The paper introduces a mapping of two interacting particle models onto noninteracting particle frameworks, deriving a supersymmetric sigma model and extending the analysis to multiple particles.

Findings

Both models are governed by a single scaling variable, the pair conductance g_2.

The supersymmetric sigma model describes diffusive motion of particle pairs beyond the one-particle localization length.

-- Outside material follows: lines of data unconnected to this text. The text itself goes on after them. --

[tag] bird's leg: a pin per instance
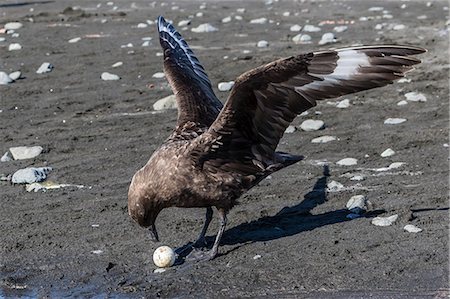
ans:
(209, 255)
(201, 242)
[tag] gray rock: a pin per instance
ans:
(30, 175)
(25, 152)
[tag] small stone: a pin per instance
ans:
(169, 102)
(311, 28)
(159, 75)
(204, 28)
(327, 38)
(25, 152)
(259, 21)
(312, 125)
(74, 40)
(44, 68)
(13, 26)
(343, 104)
(357, 204)
(412, 228)
(394, 121)
(15, 75)
(387, 153)
(262, 44)
(117, 64)
(295, 28)
(384, 221)
(225, 86)
(5, 79)
(109, 77)
(14, 47)
(323, 139)
(290, 129)
(30, 175)
(340, 29)
(347, 162)
(415, 97)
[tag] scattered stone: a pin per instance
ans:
(159, 75)
(169, 102)
(312, 125)
(323, 139)
(225, 86)
(109, 77)
(30, 175)
(117, 64)
(327, 38)
(295, 28)
(311, 28)
(347, 162)
(46, 67)
(357, 204)
(14, 47)
(343, 104)
(13, 26)
(259, 21)
(415, 97)
(5, 79)
(262, 44)
(15, 75)
(340, 29)
(384, 221)
(394, 121)
(290, 129)
(412, 228)
(204, 28)
(74, 40)
(25, 152)
(387, 153)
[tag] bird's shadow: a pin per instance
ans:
(288, 221)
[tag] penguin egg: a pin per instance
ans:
(164, 257)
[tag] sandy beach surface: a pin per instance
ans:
(289, 237)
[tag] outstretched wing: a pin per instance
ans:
(266, 99)
(196, 100)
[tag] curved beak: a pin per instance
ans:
(153, 233)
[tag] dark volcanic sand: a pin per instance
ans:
(308, 247)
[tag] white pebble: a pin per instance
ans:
(25, 152)
(259, 21)
(412, 228)
(340, 29)
(204, 28)
(74, 40)
(323, 139)
(311, 28)
(415, 97)
(387, 153)
(30, 175)
(347, 162)
(5, 79)
(14, 47)
(46, 67)
(109, 77)
(295, 28)
(312, 125)
(290, 129)
(169, 102)
(394, 121)
(225, 86)
(262, 44)
(384, 221)
(159, 75)
(327, 38)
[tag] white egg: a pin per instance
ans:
(164, 257)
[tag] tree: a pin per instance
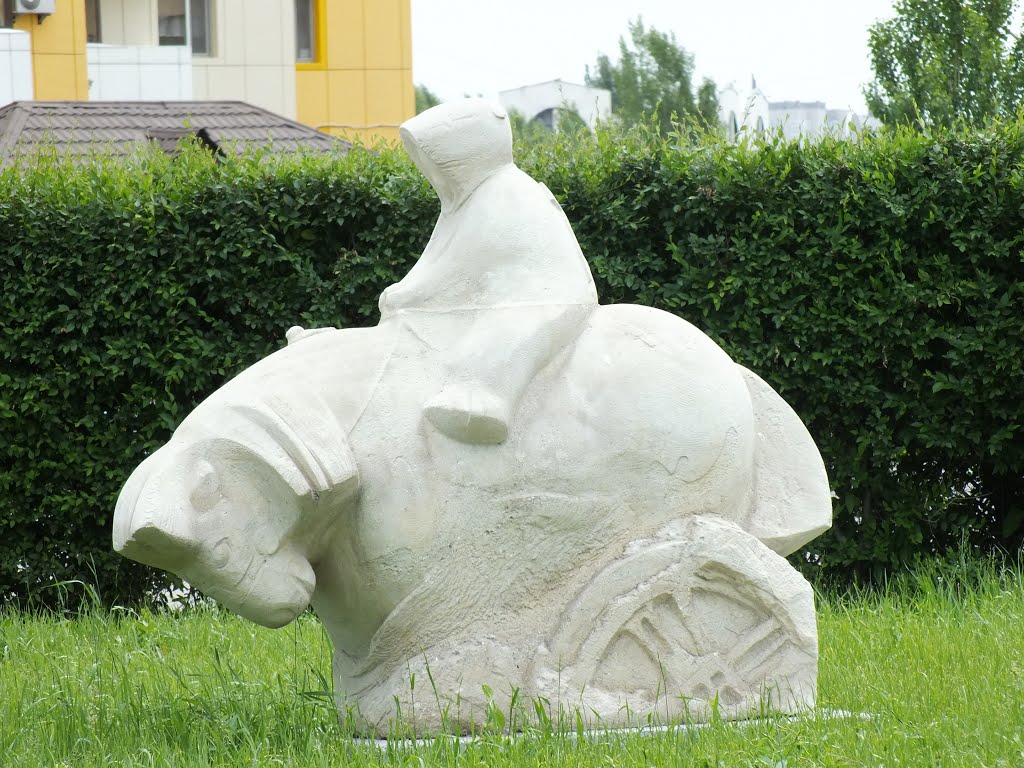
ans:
(946, 60)
(425, 98)
(653, 77)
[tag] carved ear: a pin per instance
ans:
(304, 443)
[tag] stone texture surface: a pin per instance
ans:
(504, 487)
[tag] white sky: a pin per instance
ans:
(798, 49)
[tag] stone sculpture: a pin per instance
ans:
(503, 483)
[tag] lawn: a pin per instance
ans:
(935, 660)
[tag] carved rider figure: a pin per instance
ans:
(503, 255)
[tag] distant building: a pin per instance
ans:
(742, 111)
(749, 110)
(341, 66)
(543, 101)
(812, 119)
(121, 128)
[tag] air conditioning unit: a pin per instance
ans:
(35, 6)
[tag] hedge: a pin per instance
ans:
(876, 284)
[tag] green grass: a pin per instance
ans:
(937, 659)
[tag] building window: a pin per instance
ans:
(92, 33)
(182, 23)
(201, 23)
(171, 22)
(305, 31)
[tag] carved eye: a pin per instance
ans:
(220, 553)
(206, 487)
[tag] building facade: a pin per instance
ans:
(544, 101)
(340, 66)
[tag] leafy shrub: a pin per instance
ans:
(875, 284)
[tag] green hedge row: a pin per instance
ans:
(876, 285)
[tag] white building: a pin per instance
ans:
(749, 110)
(812, 119)
(543, 101)
(742, 111)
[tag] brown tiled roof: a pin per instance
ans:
(122, 127)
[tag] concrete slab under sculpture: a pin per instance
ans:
(503, 483)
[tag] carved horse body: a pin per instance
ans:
(615, 549)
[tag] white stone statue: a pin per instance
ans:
(503, 485)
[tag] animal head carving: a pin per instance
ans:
(241, 515)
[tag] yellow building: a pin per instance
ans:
(340, 66)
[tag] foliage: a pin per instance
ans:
(877, 285)
(929, 674)
(128, 293)
(425, 98)
(946, 60)
(653, 80)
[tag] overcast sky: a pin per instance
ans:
(808, 50)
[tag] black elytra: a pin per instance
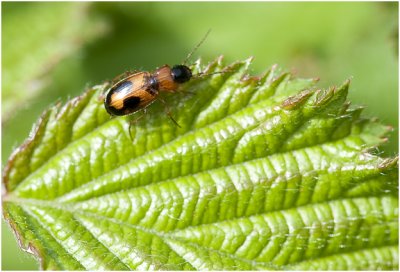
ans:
(181, 73)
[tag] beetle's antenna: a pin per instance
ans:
(197, 46)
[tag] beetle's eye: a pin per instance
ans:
(181, 73)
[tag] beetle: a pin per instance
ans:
(136, 91)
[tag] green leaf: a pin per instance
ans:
(264, 173)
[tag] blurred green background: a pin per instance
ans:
(52, 51)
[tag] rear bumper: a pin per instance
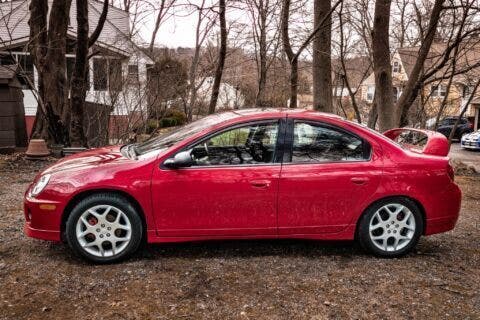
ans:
(447, 209)
(440, 225)
(41, 234)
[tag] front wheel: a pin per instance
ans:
(104, 228)
(391, 227)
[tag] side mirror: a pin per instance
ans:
(180, 160)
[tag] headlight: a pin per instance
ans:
(39, 186)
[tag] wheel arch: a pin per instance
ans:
(417, 203)
(86, 193)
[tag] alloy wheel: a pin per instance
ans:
(392, 227)
(103, 231)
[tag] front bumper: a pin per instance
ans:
(474, 145)
(42, 219)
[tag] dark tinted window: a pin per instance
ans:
(317, 143)
(251, 144)
(100, 69)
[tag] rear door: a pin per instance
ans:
(327, 178)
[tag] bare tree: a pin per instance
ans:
(410, 90)
(222, 53)
(322, 58)
(48, 48)
(381, 65)
(292, 56)
(79, 75)
(162, 13)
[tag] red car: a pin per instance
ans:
(250, 174)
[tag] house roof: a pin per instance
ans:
(469, 54)
(8, 71)
(14, 28)
(358, 69)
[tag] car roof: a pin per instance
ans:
(278, 112)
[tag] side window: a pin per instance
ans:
(313, 143)
(250, 144)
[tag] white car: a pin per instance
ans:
(471, 140)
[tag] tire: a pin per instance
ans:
(104, 228)
(390, 227)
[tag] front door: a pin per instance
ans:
(328, 176)
(231, 190)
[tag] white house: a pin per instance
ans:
(229, 97)
(117, 71)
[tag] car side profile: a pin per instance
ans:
(255, 174)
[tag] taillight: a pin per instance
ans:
(451, 172)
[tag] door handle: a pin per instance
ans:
(359, 180)
(260, 183)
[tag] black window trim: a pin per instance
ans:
(279, 146)
(289, 137)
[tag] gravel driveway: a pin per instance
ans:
(238, 279)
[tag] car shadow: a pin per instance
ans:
(249, 248)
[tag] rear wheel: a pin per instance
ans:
(104, 228)
(391, 227)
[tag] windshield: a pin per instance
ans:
(170, 138)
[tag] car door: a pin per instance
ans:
(231, 190)
(328, 175)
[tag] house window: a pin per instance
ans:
(397, 67)
(370, 93)
(107, 74)
(25, 71)
(100, 71)
(115, 75)
(439, 90)
(396, 94)
(467, 91)
(133, 73)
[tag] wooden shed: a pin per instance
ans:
(12, 114)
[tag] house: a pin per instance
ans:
(434, 92)
(117, 70)
(357, 69)
(229, 97)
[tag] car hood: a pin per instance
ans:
(91, 158)
(472, 136)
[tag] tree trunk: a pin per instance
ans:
(260, 99)
(322, 59)
(158, 21)
(411, 89)
(48, 48)
(287, 47)
(221, 58)
(293, 83)
(78, 85)
(372, 116)
(382, 67)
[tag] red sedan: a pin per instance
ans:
(250, 174)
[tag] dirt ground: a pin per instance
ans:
(238, 279)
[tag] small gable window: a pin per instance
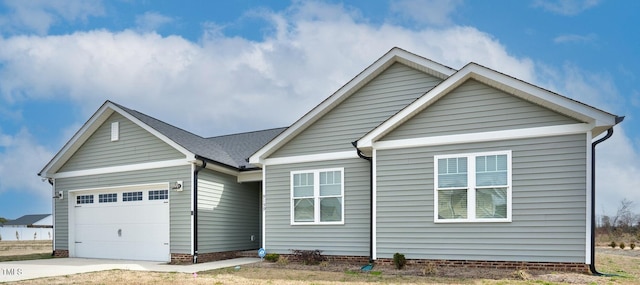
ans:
(473, 187)
(317, 196)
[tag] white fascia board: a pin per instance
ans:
(485, 136)
(502, 82)
(311, 158)
(250, 176)
(391, 57)
(121, 168)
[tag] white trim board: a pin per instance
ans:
(484, 136)
(122, 168)
(311, 157)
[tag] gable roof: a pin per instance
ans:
(598, 120)
(26, 220)
(395, 55)
(227, 151)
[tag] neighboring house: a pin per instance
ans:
(28, 227)
(128, 186)
(461, 167)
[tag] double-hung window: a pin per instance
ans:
(473, 187)
(317, 196)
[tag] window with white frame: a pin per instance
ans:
(317, 196)
(84, 199)
(108, 198)
(473, 187)
(158, 194)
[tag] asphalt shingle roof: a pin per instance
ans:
(231, 150)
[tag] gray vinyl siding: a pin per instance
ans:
(180, 202)
(228, 213)
(136, 145)
(352, 238)
(475, 107)
(548, 215)
(385, 95)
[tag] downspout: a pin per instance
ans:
(195, 209)
(592, 265)
(361, 155)
(53, 216)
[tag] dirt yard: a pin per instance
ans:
(625, 264)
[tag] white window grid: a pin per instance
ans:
(158, 194)
(472, 187)
(108, 198)
(132, 196)
(84, 199)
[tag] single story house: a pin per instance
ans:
(458, 167)
(28, 227)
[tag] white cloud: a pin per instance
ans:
(21, 159)
(433, 12)
(152, 21)
(617, 170)
(237, 83)
(618, 158)
(39, 15)
(572, 38)
(566, 7)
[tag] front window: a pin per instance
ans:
(317, 196)
(473, 187)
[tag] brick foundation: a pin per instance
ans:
(60, 253)
(347, 259)
(511, 265)
(181, 258)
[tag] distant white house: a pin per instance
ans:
(28, 227)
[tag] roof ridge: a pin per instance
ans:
(248, 132)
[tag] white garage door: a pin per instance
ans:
(129, 224)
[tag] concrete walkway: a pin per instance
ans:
(30, 269)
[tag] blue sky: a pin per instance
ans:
(219, 67)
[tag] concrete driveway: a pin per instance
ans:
(30, 269)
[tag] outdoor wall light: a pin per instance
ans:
(177, 185)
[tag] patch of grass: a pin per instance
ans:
(26, 257)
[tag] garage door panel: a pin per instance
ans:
(137, 230)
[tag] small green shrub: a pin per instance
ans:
(399, 261)
(282, 260)
(272, 257)
(430, 269)
(309, 257)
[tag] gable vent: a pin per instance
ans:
(115, 131)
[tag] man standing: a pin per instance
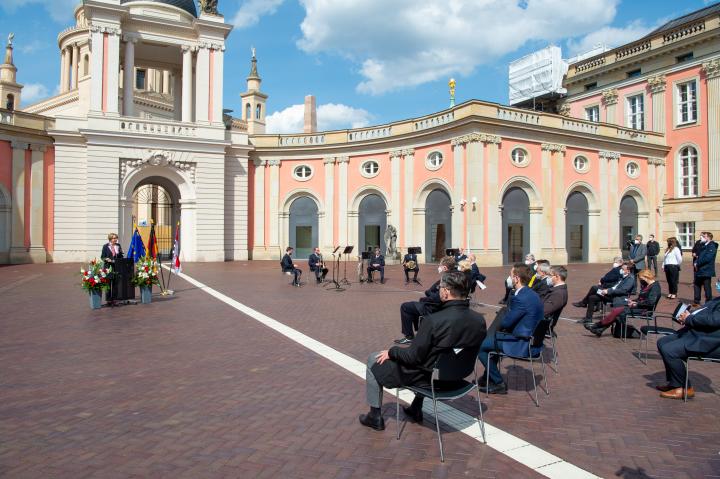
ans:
(454, 325)
(411, 311)
(377, 263)
(704, 267)
(653, 249)
(526, 311)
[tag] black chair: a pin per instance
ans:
(448, 383)
(711, 357)
(536, 345)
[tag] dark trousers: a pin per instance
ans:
(415, 272)
(702, 282)
(652, 262)
(379, 268)
(672, 274)
(672, 349)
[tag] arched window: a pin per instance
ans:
(688, 174)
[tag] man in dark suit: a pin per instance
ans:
(700, 335)
(616, 294)
(704, 267)
(454, 325)
(316, 265)
(411, 311)
(288, 267)
(524, 314)
(410, 257)
(377, 263)
(610, 278)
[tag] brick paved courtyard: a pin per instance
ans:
(190, 387)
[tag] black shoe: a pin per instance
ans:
(499, 388)
(377, 423)
(413, 414)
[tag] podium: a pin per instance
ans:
(120, 287)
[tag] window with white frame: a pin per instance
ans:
(434, 160)
(688, 174)
(302, 172)
(635, 110)
(686, 234)
(686, 102)
(592, 113)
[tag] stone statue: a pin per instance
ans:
(390, 241)
(209, 6)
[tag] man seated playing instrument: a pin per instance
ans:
(411, 311)
(376, 263)
(453, 325)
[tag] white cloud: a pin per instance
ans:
(609, 36)
(59, 10)
(251, 11)
(33, 92)
(410, 42)
(330, 116)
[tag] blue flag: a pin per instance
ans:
(137, 247)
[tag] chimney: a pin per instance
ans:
(310, 115)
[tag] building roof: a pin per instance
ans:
(187, 5)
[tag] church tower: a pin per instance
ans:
(9, 88)
(253, 101)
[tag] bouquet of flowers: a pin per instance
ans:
(146, 273)
(95, 277)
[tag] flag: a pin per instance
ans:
(152, 243)
(137, 247)
(176, 267)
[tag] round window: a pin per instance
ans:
(632, 169)
(520, 157)
(302, 172)
(370, 168)
(434, 160)
(581, 163)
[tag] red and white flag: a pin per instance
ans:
(176, 267)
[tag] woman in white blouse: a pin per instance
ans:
(671, 266)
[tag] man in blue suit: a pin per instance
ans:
(526, 311)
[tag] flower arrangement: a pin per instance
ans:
(95, 277)
(146, 273)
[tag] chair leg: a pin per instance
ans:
(437, 425)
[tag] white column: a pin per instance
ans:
(96, 58)
(342, 201)
(18, 253)
(328, 232)
(712, 77)
(259, 209)
(187, 85)
(129, 78)
(202, 86)
(113, 66)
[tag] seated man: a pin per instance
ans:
(700, 335)
(317, 266)
(524, 314)
(453, 325)
(616, 294)
(555, 299)
(289, 267)
(411, 311)
(376, 263)
(410, 264)
(610, 278)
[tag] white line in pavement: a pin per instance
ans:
(515, 448)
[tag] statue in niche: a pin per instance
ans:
(209, 6)
(390, 241)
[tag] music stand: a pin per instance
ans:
(346, 252)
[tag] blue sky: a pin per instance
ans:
(367, 61)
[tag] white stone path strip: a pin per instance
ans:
(515, 448)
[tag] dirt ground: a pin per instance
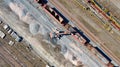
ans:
(94, 24)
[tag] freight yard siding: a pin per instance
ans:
(46, 26)
(78, 31)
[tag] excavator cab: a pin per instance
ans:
(42, 2)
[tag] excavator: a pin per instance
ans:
(59, 34)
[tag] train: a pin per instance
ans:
(106, 14)
(77, 33)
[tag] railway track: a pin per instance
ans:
(87, 32)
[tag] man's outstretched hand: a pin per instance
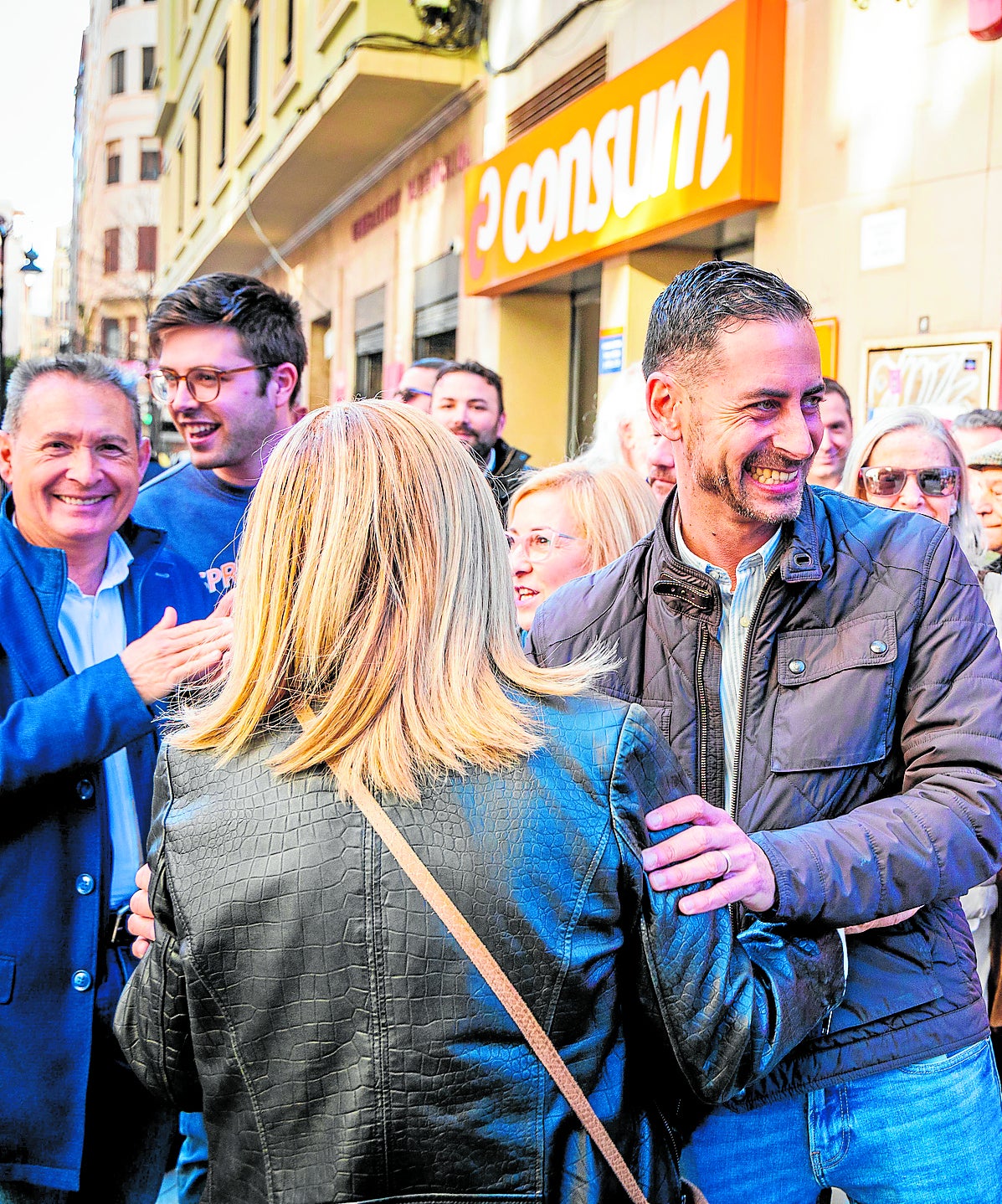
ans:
(713, 846)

The M-particle localization length scales as the Mth power of the one-particle localization length.

Abstract

We consider two models for a pair of interacting particles in a random potential: (i) two particles with a Hubbard interaction in arbitrary dimensions and (ii) a strongly bound pair in one dimension. Establishing suitable correpondences we demonstrate that both cases can be described in terms familiar from theories of noninteracting particles. In particular, these two cases are shown to be controlled by a single scaling variable, namely the pair conductance $g_2$. For an attractive or repulsive Hubbard interaction and starting from a certain effective Hamiltonian we derive a supersymmetric nonlinear $\sigma$ model. Its action turns out to be closely related to the one found by Efetov for noninteracting electrons in disordered metals. This enables us to describe the diffusive motion of the particle pair on scales exceeding the one-particle localization length $L_1$ and to discuss the corresponding level statistics. For tightly bound pairs in one dimension, on the other hand, we follow early work by Dorokhov and exploit the analogy with the transfer matrix approach to quasi 1d conductors. Extending our study to M particles we obtain a M-particle localization length scaling like the Mth power of the one-particle localization length.